Никогда! Никогда! Никогда!
– Слышишь, никогда жизнь не будет прежней!
Я хотела хлопнуть дверью, пробежать длинный коридор и, не
дожидаясь лифта, ринуться вниз по пожарной лестнице и нестись
дальше по улице, вдоль безлюдных тротуаров, чтобы в ушах стоял гул
проносящихся мимо машин, а не её дурацкий радостный смех.
Радоваться нечему! Абсолютно нечему! Она губит свою жизнь на корню.
Берёт скальпель и безжалостно срезает цветок!
Но я не двинулась с места и молча смотрела на её крашеную рыжую
макушку, не желая спускаться взглядом к рукам. Длинные пальцы с
облезающим маникюром третий день сжимали один и тот же предмет —
палочку теста на беременность. С плюсиком! Чёрт возьми! Невероятно!
Моя подруга беременна!
– Позвони ему. Сообщи о ребёнке.
Аманда мгновенно вскинула на меня большие глаза и будто
выплюнула:
– Никогда!
Она вновь взглянула на тест и продолжила абсолютно безразличным
тоном:
– Мы расстались давно, сразу после школы, и я не собираюсь
пускать его обратно в свою жизнь. Я ещё раз повторю: мы переспали
друг с другом, потому что выпили слишком много пива. Я была пьяна,
понимаешь?
– Но ведь теперь есть ребёнок. Чёрт возьми, ребёнок!
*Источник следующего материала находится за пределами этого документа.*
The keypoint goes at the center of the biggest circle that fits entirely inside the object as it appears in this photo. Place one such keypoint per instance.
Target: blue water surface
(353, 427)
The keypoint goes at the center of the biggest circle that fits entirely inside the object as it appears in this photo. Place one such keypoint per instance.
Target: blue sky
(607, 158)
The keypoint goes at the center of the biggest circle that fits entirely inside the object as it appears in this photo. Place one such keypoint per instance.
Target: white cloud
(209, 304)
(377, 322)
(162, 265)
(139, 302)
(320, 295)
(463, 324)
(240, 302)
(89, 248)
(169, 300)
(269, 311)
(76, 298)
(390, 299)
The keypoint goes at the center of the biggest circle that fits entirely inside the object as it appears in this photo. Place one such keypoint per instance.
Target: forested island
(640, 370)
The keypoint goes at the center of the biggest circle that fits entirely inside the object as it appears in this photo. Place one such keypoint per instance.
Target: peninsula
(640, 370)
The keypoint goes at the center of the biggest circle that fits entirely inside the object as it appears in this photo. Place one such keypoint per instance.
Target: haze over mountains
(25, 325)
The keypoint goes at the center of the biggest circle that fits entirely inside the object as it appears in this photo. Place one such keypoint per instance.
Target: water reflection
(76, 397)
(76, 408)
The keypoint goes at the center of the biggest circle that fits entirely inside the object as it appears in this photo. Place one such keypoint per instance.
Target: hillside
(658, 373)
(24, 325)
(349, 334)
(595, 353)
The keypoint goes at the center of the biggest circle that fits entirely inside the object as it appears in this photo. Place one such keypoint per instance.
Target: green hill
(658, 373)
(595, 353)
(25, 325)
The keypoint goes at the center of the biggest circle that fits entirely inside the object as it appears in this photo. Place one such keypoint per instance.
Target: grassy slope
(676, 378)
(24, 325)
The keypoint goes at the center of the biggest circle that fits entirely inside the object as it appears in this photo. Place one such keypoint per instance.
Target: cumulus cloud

Я рухнула на пол и принялась судорожно хватать пальцами короткие
ворсинки напольного покрытия.
– Сомневаюсь, что он ему нужен. Зато абсолютно уверена, что
моему ребёнку... Слышишь, только моему, такой отец не нужен.
– Но как, как ты думаешь растить его? На какие шиши?! У тебя
даже страховки нет, чтобы покрыть роды. Ты знаешь, сколько они
стоят? Тридцать тысяч! И это только за больницу, а сколько ещё
берет врач за свои услуги и лаборатории за тесты! Аманда, открой
глаза!
– Я пойду к акушерке, это дешевле.
– Аманда! Какая к чёрту акушерка! На тот свет собралась, да ещё
в такой милой компании!
– Я не дура, Кэйти. Я понимаю, на что иду. И не надо
рассказывать мне страшилки. Я вчера отослала документы на
государственную страховку, она полностью покроет роды. А ребёнок,
чтоб ты знала, при рождении получает бесплатную страховку от штата,
– добавила Аманда совсем тихо, продолжая одной рукой сжимать
палочку теста на беременность, а другой поглаживать ещё абсолютно
плоский живот, выглядывавший из-под короткой майки.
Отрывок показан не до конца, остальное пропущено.